Após pausarem as ofensas amigáveis para descerem as escadas em silêncio – Louna contava com mais uma vantagem de levar Pietr: os pais jamais questionavam se ele saía na madrugada, ao passo que ela jamais poderia cogitar uma besteira dessas –, os irmãos Benoit embarcaram na noite que os chamava para uma aventura em dupla. Ao menos... Louna embarcou.

Eram poucas as ocasiões em que Louna sentia-se realmente empolgada com algo. Não era a racha que lhe causava animação, era a sensação de liberdade em dirigir e exibir-se sem revelar sua própria identidade. Louna poderia ser quem quisesse atrás do volante. Era mesmo uma pena que não poderia fazer aquilo seu estilo de vida. Como diria M.I.A, garotas más vivem rápido e morrem jovens. E Louna estava interessada em ter ao menos uma vida após os 20 anos.

Por sorte, Pietr acompanhou-a sem mais reclamações. Olhando-o de soslaio, Louna pensou que talvez ele também estivesse ansioso para algo que saísse de sua zona de conforto literária. Ele não era o que Louna chamaria de estudioso, uma vez que ele raramente estudasse – o ruivo estava mais para o estilo de quem aprendia rápido e sem esforço. Apesar disso, Pietr não perdia tempo em escapar da rotina quando lhe era conveniente.

Ao chegarem na Pennybacker, Louna percebeu-se sinceramente surpresa de a ponte sob o rio Colorado estar vazia. Talvez o sujeito fosse mais influente do que ela soubesse... Ou então foi só golpe do acaso. Fosse como fosse, aquele seria seu dia. Melhor dizendo... Sua noite.

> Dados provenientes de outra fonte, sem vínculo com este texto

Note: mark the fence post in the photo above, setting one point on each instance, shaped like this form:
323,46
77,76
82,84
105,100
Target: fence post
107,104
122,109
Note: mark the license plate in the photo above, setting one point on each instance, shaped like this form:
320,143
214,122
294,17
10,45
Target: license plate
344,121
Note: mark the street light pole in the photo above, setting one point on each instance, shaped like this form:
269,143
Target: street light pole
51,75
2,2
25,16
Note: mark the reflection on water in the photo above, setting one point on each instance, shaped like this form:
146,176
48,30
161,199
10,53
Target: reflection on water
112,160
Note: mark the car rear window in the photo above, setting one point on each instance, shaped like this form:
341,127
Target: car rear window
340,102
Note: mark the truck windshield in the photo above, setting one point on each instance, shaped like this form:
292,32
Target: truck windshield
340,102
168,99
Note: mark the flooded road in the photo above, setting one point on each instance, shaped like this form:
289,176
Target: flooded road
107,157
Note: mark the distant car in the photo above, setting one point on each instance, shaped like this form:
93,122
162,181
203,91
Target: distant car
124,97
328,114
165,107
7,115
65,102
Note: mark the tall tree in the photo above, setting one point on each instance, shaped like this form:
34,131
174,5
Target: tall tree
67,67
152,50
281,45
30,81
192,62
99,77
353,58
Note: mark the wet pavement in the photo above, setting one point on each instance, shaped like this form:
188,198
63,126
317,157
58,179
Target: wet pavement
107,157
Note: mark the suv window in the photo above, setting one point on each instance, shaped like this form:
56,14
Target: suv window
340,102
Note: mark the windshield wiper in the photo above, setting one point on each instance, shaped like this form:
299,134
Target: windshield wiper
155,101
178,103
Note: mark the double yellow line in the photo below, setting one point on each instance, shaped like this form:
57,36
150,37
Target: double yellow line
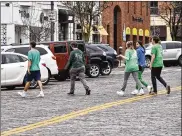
79,113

— Boa noite, senhorita — olhando-o melhor, Louna analisou que o “sujeito” era menor que Pietr, apesar de claramente ser mais velho. Se existisse um placar fictício de pontos a serem marcados, Louna viraria o cartaz de mais um. Apesar de ter um belo carro, o homem não tinha nada de espetacular. Ali estava um ponto em comum... — Trouxe uma garantia?

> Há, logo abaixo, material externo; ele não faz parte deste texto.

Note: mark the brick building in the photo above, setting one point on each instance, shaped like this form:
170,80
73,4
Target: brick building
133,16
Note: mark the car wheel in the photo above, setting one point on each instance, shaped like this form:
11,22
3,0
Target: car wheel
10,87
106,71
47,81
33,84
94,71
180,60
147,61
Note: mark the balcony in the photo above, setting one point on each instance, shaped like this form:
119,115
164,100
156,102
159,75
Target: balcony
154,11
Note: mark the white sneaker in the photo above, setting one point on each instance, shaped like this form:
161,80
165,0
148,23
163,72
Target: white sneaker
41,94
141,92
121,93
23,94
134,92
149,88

— O quê, o magrelo? Sim, é a garantia que a desproporção bate vocês dois bombados aí — Louna gargalhou com maldade.

— Minha perna é fina, mas ao menos o cérebro compensa o peso... Né? — Pietr sussurrou, de canto.

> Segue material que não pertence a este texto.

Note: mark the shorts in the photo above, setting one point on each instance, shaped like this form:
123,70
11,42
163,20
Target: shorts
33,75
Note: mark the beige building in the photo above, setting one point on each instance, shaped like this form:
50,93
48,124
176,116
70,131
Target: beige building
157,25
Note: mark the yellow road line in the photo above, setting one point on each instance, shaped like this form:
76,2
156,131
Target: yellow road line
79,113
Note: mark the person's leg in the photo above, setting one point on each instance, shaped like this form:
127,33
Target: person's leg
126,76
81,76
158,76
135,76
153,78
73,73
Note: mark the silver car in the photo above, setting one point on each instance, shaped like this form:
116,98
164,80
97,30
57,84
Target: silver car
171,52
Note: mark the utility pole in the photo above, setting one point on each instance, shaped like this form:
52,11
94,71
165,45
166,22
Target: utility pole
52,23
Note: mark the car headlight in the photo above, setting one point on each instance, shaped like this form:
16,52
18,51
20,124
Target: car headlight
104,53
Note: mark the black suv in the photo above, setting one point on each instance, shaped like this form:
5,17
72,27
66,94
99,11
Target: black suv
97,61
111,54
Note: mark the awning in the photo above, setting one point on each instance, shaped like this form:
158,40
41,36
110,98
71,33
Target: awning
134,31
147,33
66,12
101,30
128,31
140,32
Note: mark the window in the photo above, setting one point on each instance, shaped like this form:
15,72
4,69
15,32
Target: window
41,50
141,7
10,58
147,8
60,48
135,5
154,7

— Me deixa ofender o cara, é na esportiva...

— Ah, tá. Desculpe. Continue.

O homem permaneceu encarando-os com uma expressão engraçada. Louna entendeu que seria algo para entretenimento de ambos os lados, então sua tensão dissipou-se quase que de instantâneo.

— Seu motor tem alguma vantagem? — Louna indagou, indo para perto do Chevy II que era primo distante do seu. — Porque o meu é adaptado, mas só para fazê-lo andar sem morrer.

— Nenhuma modificação, gatinha. Pode olhar se quiser.

Então, o moreno alto e bombado – céus... Chegava a ser incômodo o quão pequenina ela parecia perto de qualquer um! – abriu o capô do carro e exibiu seu motor completamente entediante. Para os padrões de corrida, é claro. Então seria uma disputa justa.

— A gente dá a volta e termina nesse lado da ponte? — o homem ofereceu, estendendo uma mão para que Louna a apertasse. Quando ela o fez, com os olhos faiscando, ele assentiu com a cabeça. — Ok. Boa corrida, gatinha.

— Me chame assim de novo e eu corto sua língua e dou para a minha gata comer.

Girando nos calcanhares, Louna entrou de volta n’O Carro e atravessou a ponte num ritmo calmo. Ajeitando o retrovisor enquanto partia, Louna observou Pietr com sua cara de autoconfiança exalando nas sardas ruivas. Sorriu para ele e supôs que ele já havia feito os cálculos de quem seria o vencedor daquela noite, portanto aquele também seria o estopim do final de sua vida selvagem.

Atrás do volante, Louna tinha o mundo em suas mãos. Concentrando-se nos pés que iam aos pedais, Louna repousava a mão tranquilamente sob o freio de mão. O Carro rugia, aguardando para que a motorista desse o comando. Seu coração batia como se fosse implodir dentro do peito. Mesmo se perdesse, seu orgulho já valeria a partir dali.

Um sorriso transpassou seus lábios. Após olhar para o “adversário”, ambos soltaram o freio de mão simultaneamente. A fugitiva ia de encontro com a noite, pois sabia que essa lhe receberia de braços abertos.